The overall Rural Mainstreet Index (RMI) continued to increase this month to 55.4 from 53.3 in November, according to the survey of bank CEOs in a 10-state region. This marks the second straight month the index is above growth neutral 50.0, and the fourth straight month the index has increased.
“Very healthy farm income is rippling across the Rural Mainstreet economy. Businesses heavily dependent on the farm economy continue to experience very strong economic conditions,” said Creighton University economist Ernie Goss, co-author of the report.
Farmland prices have been increasing very quickly over the past few months. The farmland price index was above 50.0 for the 11th straight month at 76.9 in December. This is the highest the index has been since March of 2008. Rising farm income has allowed farmers to reinvest their cash flows back into farmland to expand their operations.
“This month bankers were asked to name the biggest threat to the Rural Mainstreet economy for 2011. Over one-third or 35 percent indicated that a bursting of the farmland price bubble was the number one threat to the economy for next year. More than one in four or 27 percent of the bankers named low agricultural commodity prices as the number one risk for the Rural Mainstreet economy,” said Goss
Farmers have also been expanding their operations by investing in new farm equipment. In December, the farm equipment sales index expanded to a record high 77.8 from November’s 68.7.
Loan volumes sky rocketed this month to 52.3 from last month’s 35.3 as land and equipment buying has increased the demand for ag lending. The other two banking indicators, checking deposits and certificates of deposits, were above growth neutral for the tenth straight month.

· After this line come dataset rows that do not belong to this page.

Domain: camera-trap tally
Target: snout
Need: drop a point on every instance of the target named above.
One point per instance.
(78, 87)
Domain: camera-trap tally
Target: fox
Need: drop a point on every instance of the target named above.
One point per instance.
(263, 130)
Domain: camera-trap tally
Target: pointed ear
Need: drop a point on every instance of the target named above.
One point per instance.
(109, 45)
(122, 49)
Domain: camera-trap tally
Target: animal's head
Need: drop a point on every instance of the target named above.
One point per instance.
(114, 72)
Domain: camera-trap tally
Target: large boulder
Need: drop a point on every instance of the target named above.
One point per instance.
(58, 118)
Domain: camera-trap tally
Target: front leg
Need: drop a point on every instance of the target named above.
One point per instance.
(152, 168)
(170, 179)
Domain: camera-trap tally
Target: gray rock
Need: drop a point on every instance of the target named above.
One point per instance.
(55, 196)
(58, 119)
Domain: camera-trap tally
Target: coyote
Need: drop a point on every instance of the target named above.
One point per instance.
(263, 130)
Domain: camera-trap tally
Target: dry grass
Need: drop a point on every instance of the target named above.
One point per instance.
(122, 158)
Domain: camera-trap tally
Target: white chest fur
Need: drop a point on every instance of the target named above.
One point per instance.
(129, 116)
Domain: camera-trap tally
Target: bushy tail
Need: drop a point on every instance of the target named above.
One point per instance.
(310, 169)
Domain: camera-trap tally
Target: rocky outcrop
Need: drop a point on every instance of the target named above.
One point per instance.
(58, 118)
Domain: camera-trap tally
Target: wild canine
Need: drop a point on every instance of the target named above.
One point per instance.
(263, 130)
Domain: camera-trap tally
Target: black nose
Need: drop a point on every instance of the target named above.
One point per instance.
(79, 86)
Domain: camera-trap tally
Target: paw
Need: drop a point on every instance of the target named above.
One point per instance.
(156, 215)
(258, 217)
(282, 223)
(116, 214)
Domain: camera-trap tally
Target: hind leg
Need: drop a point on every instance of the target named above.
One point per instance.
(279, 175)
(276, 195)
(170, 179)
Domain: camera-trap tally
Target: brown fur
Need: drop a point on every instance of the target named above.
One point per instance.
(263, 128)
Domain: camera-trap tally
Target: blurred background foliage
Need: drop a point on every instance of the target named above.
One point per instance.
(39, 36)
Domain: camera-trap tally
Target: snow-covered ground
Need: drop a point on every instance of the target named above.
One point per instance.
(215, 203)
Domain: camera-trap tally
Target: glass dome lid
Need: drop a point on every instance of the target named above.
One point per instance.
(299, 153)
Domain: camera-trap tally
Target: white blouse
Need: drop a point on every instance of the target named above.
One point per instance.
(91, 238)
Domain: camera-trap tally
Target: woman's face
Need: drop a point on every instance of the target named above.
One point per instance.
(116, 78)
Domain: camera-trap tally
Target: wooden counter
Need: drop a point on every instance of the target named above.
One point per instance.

Survey respondents expect the Fed could increase interest rates sooner, rather than later. Bankers were asked this month when they thought the Federal Reserve would increase interest rates and 62% thought that is would occur in 2011 and 38% thought in 2012.
The rural economy finally began to add jobs in December as the hiring index increased to 50.1 this month marking the fifth straight month of improvement. Goss noted that “While many metropolitan areas continue to shed jobs, agriculturally dependent small towns have begun to see improving job prospects.”
Bankers confidence in the economy six months out dipped slightly as the index declined to 62.2 from 63.8 in November, although is well above last December’s reading of 53.7.
This month, bankers responded that the bursting of a farmland price bubble posed the biggest threat to the rural economy, but we are skeptical, due to the nature of the surveyed question. Bankers had to decide whether a change in federal alternative energy policy, low farm commodity prices, or the bursting of a farmland price bubble would be the biggest threat. We would have responded with the same choice, although of potential risks in 2011, this is near the bottom of our list.
We are very excited about the improving prospect of the rural economy. Agricultural fundamentals are the best in decades, due to low supplies, increasing exports, and sustained demand for biofuels. The improving economy is reflected in the expansion of the RMI, demand for farmland, and increased purchases of farming equipment. Farmer balance sheets are at the most conservative levels in over 40 years, which helps us feel comfortable that even if the unexpected happens, farm economy is well positioned to capitalize on the increasing demand.